Article <vfdsu1$3cled$1@paganini.bofh.team>

Deutsch English Français Italiano
<vfdsu1$3cled$1@paganini.bofh.team>

View for Bookmarking (what is this?)
Look up another Usenet article
Path: ...!feeds.phibee-telecom.net!2.eu.feeder.erje.net!feeder.erje.net!newsfeed.bofh.team!paganini.bofh.team!not-for-mail
From: antispam@fricas.org (Waldek Hebisch)
Newsgroups: comp.arch.embedded
Subject: Re: Diagnostics
Date: Thu, 24 Oct 2024 16:34:11 -0000 (UTC)
Organization: To protect and to server
Message-ID: <vfdsu1$3cled$1@paganini.bofh.team>
References: <veekcp$9rsj$1@dont-email.me> <veuggc$1l5eo$1@paganini.bofh.team> <veummc$3gbqs$1@dont-email.me> <vev7cu$1rdu5$1@paganini.bofh.team> <vevb65$3mr5m$1@dont-email.me> <vf0dkr$1t54l$1@paganini.bofh.team> <vf0oak$3v9qi$1@dont-email.me>
Injection-Date: Thu, 24 Oct 2024 16:34:11 -0000 (UTC)
Injection-Info: paganini.bofh.team; logging-data="3560909"; posting-host="WwiNTD3IIceGeoS5hCc4+A.user.paganini.bofh.team"; mail-complaints-to="usenet@bofh.team"; posting-account="9dIQLXBM7WM9KzA+yjdR4A";
User-Agent: tin/2.6.2-20221225 ("Pittyvaich") (Linux/6.1.0-9-amd64 (x86_64))
X-Notice: Filtered by postfilter v. 0.9.3
Bytes: 9446
Lines: 174

Don Y <blockedofcourse@foo.invalid> wrote:
> On 10/19/2024 6:53 AM, Waldek Hebisch wrote:
>>>>> And, the *extent* to which testing is done is the subject
>>>>> addressed; if I ensure "stuff" *WORKED* when the device was
>>>>> powered on (preventing it from continuing on to its normal
>>>>> functionality in the event that some failure was detected),
>>>>> what assurance does that give me that the device's integrity
>>>>> is still intact 8760 hours (1 yr) hours later?  720 hours
>>>>> (1 mo)?  168 hours (1 wk)?  24 hours?  *1* hour????
>>>>
>>>> What to test is really domain-specific.  Traditional thinking
>>>> is that computer hardware is _much_ more reliable than
>>>> software and software bugs are major source of misbehaviour.
>>>
>>> That hasn't been *proven*.  And, "misbehavior" is not the same
>>> as *failure*.
>> 
>> First, I mean relevant hardware, that is hardware inside a MCU.
>> I think that there are strong arguments that such hardware is
>> more reliable than software.  I have seen claim based on analysis
>> of discoverd failures that software written to rigorous development
>> standars exhibits on average about 1 bug (that lead to failure) per
>> 1000 lines of code.  This means that evan small MCU has enough
>> space of handful of bugs.  And for bigger systems it gets worse.
> 
> But bugs need not be consequential.  They may be undesirable or
> even annoying but need not have associated "costs".

The point is that you can not eliminate all bugs.  Rather, you
should have simple code with aim of preventing "cost" of bugs.

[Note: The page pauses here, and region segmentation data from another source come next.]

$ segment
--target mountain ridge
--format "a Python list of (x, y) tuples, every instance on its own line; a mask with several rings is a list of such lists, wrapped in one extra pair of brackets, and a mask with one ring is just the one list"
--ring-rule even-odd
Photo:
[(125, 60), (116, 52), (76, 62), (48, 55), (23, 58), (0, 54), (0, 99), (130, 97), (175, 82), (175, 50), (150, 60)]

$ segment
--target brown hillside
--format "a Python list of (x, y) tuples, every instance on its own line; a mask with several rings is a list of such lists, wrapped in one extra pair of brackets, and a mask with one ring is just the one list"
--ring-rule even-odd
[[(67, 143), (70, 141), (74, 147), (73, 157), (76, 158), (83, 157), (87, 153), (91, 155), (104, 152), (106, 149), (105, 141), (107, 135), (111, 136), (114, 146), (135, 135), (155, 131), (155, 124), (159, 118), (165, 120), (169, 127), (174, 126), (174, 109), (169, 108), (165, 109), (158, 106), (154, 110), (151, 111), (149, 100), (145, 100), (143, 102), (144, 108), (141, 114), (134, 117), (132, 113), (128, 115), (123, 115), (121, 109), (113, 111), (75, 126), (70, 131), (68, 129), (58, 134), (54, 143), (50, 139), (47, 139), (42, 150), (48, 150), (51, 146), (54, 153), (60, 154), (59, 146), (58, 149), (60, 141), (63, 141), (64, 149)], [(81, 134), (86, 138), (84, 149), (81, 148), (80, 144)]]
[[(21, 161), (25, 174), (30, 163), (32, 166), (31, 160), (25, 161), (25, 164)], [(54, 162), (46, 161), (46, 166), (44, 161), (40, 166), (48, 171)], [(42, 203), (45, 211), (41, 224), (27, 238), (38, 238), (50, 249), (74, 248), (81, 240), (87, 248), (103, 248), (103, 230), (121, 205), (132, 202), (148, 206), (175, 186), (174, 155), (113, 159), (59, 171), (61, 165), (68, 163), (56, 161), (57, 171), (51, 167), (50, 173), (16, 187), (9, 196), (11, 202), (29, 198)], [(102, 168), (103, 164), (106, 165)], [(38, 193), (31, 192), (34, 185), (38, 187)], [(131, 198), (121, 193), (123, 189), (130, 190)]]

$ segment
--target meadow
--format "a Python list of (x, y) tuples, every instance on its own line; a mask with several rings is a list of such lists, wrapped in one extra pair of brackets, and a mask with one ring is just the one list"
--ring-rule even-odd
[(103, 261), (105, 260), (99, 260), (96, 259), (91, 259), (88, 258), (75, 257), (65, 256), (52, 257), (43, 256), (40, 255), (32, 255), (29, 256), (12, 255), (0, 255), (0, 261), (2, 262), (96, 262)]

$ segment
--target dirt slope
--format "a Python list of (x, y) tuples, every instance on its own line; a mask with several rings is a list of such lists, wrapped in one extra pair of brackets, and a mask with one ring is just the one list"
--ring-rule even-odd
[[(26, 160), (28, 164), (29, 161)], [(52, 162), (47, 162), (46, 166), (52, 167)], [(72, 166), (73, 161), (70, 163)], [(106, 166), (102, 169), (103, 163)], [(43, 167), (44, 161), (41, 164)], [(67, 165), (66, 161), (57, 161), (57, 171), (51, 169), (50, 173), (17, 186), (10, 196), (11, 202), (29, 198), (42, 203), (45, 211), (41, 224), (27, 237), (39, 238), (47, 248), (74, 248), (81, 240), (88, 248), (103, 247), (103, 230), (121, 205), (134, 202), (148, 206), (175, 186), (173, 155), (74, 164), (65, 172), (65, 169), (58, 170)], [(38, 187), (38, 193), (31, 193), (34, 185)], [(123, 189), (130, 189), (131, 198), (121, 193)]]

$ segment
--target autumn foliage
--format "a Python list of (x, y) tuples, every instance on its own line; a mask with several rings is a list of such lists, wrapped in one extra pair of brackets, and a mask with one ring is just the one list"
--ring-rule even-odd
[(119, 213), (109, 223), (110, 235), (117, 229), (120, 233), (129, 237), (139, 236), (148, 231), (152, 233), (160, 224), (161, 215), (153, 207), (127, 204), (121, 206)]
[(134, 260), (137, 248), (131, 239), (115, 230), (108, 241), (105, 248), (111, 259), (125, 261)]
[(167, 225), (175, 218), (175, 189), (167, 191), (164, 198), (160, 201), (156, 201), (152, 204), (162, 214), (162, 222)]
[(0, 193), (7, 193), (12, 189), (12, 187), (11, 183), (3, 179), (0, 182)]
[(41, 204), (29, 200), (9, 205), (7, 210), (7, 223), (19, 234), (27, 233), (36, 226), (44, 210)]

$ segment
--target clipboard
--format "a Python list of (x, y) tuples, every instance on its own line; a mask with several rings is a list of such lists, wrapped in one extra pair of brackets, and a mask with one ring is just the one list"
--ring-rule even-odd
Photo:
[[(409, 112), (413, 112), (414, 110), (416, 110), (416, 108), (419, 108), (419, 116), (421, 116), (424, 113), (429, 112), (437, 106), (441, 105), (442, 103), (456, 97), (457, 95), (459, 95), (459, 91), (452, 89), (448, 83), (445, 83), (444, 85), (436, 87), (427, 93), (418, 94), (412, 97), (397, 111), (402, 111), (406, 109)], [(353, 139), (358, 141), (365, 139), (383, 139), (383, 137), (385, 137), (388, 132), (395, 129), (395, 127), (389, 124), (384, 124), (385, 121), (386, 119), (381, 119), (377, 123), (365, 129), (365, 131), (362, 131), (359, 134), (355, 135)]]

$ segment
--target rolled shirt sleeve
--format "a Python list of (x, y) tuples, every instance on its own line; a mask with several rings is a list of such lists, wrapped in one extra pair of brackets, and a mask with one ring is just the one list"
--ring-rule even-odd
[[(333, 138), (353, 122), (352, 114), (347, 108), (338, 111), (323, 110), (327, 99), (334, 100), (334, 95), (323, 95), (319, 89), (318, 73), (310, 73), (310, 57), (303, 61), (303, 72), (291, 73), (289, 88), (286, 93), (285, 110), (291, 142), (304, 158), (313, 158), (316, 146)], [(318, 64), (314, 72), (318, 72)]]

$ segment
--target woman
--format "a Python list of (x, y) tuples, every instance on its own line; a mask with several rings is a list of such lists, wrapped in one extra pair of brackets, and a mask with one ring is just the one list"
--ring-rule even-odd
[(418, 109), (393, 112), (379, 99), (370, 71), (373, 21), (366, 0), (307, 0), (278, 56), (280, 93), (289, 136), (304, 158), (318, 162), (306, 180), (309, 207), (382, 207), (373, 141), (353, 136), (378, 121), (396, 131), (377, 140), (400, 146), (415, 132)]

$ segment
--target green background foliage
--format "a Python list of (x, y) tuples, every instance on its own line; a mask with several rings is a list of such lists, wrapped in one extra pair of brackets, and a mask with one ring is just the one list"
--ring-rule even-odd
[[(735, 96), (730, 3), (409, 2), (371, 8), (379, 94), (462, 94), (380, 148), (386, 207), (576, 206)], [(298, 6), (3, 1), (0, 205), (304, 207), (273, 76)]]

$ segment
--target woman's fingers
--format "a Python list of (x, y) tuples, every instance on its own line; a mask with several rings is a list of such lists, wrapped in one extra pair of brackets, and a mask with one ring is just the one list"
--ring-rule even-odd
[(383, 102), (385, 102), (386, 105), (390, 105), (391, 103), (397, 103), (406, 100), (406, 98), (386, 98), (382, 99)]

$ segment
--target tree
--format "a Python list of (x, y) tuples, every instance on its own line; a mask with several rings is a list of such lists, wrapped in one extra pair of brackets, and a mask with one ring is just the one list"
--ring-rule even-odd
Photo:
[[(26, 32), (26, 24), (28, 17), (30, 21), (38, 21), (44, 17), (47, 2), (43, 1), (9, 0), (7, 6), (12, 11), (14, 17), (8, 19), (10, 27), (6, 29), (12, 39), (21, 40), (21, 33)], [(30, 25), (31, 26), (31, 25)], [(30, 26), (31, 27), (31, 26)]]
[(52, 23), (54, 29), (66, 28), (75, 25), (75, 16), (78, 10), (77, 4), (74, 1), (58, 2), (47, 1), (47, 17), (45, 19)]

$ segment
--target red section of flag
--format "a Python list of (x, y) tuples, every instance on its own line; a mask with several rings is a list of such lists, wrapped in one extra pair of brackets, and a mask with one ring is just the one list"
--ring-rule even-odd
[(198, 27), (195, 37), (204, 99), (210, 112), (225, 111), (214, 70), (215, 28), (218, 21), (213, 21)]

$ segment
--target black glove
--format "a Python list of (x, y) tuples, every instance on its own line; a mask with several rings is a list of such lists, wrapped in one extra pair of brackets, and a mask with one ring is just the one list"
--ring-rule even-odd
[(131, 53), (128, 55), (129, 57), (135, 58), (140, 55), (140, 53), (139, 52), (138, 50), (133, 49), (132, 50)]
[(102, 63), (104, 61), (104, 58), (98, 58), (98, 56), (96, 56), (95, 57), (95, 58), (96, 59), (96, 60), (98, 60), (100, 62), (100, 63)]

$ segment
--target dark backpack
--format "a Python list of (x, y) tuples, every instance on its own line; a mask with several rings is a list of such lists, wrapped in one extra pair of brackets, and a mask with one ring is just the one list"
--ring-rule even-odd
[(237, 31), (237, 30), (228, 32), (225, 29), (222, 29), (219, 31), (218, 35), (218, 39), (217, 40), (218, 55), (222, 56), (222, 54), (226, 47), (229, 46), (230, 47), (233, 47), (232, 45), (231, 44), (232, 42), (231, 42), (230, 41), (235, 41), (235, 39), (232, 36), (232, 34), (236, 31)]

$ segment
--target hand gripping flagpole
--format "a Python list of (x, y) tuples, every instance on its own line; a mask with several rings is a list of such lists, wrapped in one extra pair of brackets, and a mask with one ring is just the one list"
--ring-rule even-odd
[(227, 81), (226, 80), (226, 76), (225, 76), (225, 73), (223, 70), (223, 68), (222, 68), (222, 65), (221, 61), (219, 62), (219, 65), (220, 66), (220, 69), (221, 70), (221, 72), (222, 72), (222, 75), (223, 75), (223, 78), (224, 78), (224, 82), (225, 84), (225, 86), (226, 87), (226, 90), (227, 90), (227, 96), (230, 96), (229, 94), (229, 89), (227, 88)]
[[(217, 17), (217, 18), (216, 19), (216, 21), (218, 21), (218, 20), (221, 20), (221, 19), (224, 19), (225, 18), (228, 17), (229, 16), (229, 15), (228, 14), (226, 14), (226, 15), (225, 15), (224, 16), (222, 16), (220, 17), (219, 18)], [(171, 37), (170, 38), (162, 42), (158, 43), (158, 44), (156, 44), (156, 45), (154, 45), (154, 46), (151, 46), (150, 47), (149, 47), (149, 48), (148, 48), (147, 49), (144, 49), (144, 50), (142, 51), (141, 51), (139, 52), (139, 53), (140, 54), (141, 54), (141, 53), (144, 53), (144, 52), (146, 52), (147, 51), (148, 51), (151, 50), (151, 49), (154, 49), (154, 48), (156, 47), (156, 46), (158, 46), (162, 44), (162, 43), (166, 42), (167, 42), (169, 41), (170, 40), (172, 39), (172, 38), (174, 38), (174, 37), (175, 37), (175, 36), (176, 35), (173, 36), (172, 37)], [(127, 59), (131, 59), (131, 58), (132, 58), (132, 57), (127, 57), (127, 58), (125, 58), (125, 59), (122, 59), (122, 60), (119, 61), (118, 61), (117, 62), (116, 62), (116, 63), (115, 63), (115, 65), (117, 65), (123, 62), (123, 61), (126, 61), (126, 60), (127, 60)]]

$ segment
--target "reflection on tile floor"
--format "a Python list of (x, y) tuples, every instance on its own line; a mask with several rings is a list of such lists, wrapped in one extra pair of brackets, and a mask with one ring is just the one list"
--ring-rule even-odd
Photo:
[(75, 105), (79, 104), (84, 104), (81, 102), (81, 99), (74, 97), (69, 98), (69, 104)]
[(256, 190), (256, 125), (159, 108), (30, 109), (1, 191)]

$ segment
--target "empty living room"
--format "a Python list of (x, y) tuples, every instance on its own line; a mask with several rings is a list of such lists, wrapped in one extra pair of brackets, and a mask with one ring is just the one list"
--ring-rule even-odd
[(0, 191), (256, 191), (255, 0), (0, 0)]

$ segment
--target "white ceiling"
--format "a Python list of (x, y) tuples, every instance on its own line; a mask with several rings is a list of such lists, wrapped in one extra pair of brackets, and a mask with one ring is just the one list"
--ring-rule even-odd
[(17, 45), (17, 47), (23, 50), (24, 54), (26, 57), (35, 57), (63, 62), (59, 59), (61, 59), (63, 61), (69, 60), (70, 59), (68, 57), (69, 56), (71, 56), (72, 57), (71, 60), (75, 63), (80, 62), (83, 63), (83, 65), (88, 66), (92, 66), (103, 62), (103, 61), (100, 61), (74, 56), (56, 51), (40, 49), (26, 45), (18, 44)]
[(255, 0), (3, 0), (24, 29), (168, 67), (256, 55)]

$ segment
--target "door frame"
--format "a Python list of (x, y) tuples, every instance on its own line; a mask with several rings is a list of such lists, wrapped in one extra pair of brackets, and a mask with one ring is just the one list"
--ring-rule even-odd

>>>> And among hardware failures transient upsets, like flipped
>>>> bit are more likely than permanent failure.  For example,
>>>
>>> That used to be the thinking with DRAM but studies have shown
>>> that *hard* failures are more common.  These *can* be found...
>>> *if* you go looking for them!
>> 
>> I another place I wrote the one of studies that I saw claimed that
>> significant number of errors they detected (they monitored changes
>> to a memory area that was supposed to be unmodifed) was due to buggy
>> software.  And DRAM is special.
> 
> If you have memory protection hardware (I do), then such changes
> can't casually occur; the software has to make a deliberate
> attempt to tell the memory controller to allow such a change.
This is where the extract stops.